I really can't deal with people sometimes.
I also found out that my maternal grandfather is in the hospital too. Why is it, that the most important men in my life get sick whenever I'm trying to get ahead in life? Just like the theory I have about having a breakdown of tears followed by good news. It's just too weird. Both my paternal grandfather and my dad were rushed to the hospital right around the time I got accepted into school. My dad was rushed to the hospital again right around the time I applied for student aid. He was rushed to the hospital a third time while I was on the west coast for vacation; and now my maternal grandfather and my dad were rushed to the hospital while I was interviewing for a shoot that may take place in Seattle, Washington.
If this is God's way of keeping me close to home, he's picked a hell of a method to keep me here! I'm really not interested in killing off my relatives in my quest to move away. Still it's frustrating the way this is manifesting in my life. Staying in Delaware is not going to help me achieve my goals. If I want my life to shift, I need to make a shift. I wonder if moving to Philadelphia will help? At least I'm closer to the airport and the train station (which is crucial for my career.) It's still a major city with a huge theatre scene, and I'm only about a 40 minute drive from my home in Wilmington. Maybe that would appease the Gods.

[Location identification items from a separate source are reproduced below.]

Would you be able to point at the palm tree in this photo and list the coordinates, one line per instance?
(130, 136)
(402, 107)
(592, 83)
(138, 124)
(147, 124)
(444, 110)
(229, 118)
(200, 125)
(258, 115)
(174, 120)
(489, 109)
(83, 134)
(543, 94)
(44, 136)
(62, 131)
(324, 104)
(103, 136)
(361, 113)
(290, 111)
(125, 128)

The more I keep getting denied for a loan, the more I keep getting fed up with my life. My dream of attending school overseas is swiftly dwindling and now I must figure out alternatives to continue to make my career work. Student aid is denying me on all fronts, so going to college in the United States won’t make a bit of difference. Instead I will have to pay for training out of pocket and continue to work low paying gigs in order to support myself. I guess it makes no difference, I would have had to take a low paying job in Ireland anyway to stay afloat. However, I really wanted to move away from my family and Delaware; to move to a city that supports the arts.

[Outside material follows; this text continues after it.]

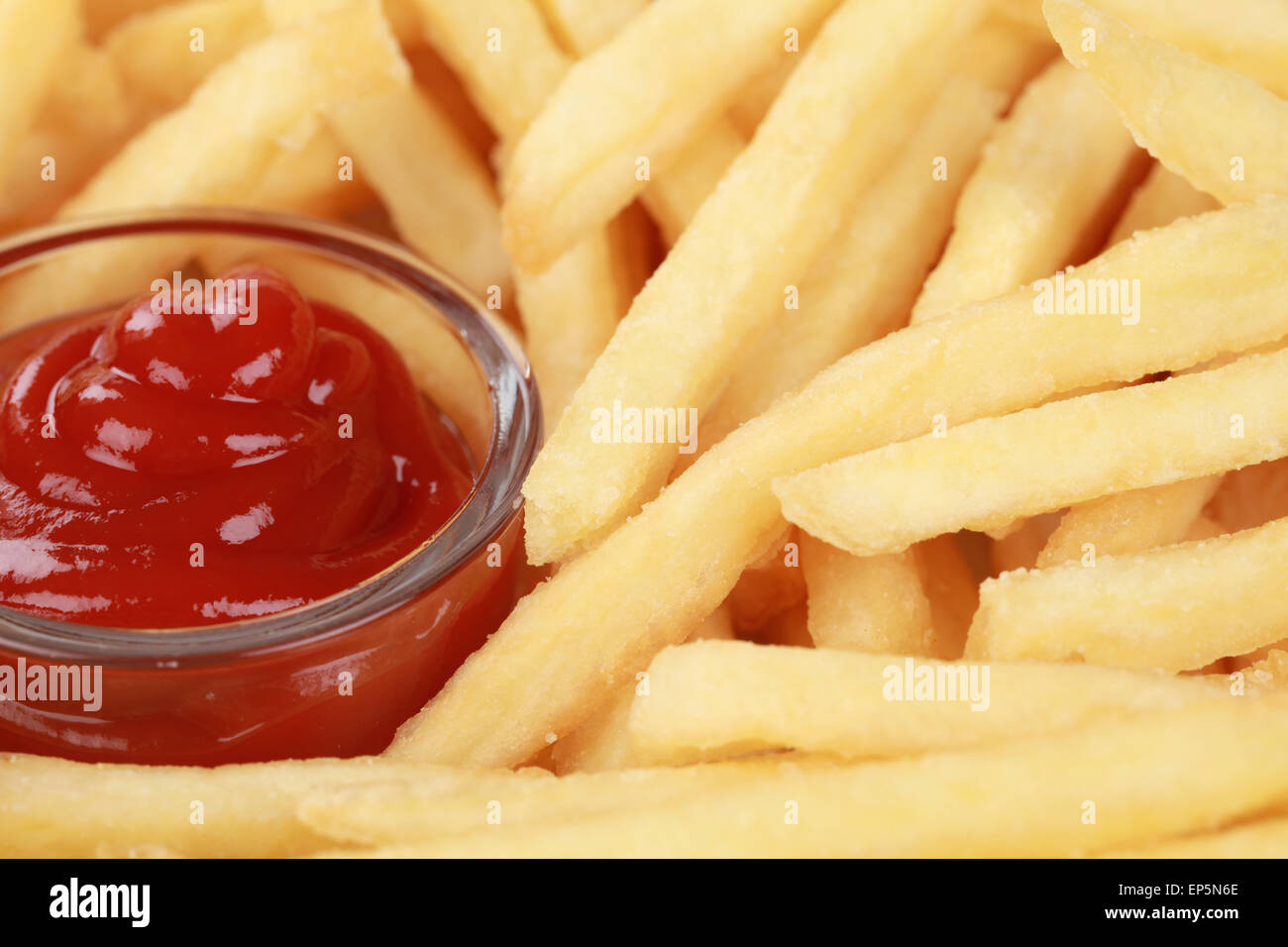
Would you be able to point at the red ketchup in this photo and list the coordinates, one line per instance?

But all is not lost, I could go back to training where I started up in NYC at Studio 4 or stay in the Philly area and go back to Playhouse West Philadelphia. I’m still going to make a goal to move out of my family’s home. Staying in Delaware while working on an acting career has become cumbersome in traveling, opportunities, and expenses. Plus like I said the environment has become toxic (even though I love them) which is also dragging me down.
So I put myself out there to see if there are any opportunities that could make me union eligible and provide more paying opportunities along with more opportunities to have speaking parts. I’m probably going to have to make a customized reel and seek an agent as well. I have to keep going or I will be trapped in a void forever.
And my dad is in his 3rd visit to the hospital. There is so much to be done from now until I leave for school and I’m worried about his health. My sincerest hope is that he heals well and everything comes together for my move so I can finally get some semblance of peace.
Yesterday was my last working shift at Firefly. I bumped into the HR woman in charge of hiring me. I gave her my thanks as she was super helpful in giving me the information I needed not only for the bartending gig, but for the stage crew gig as well. I gave her the whole rundown of the events that happened: getting hired for brew crew, not getting called by the stage crew people until the day of the festival when I already committed to the other job, the stress of having to turn down the crew job I wanted for the job I committed to first. She was very sweet and gave me this word of advice “No worries dear. Sometimes you have to go to the dance with the boy who asked you first. It was just meant to work out like that.” Mind-blowing and she was right. I’m now going to use that advice with whatever I do from now on. Maybe I’m not actually the Goddess of Poor Timing.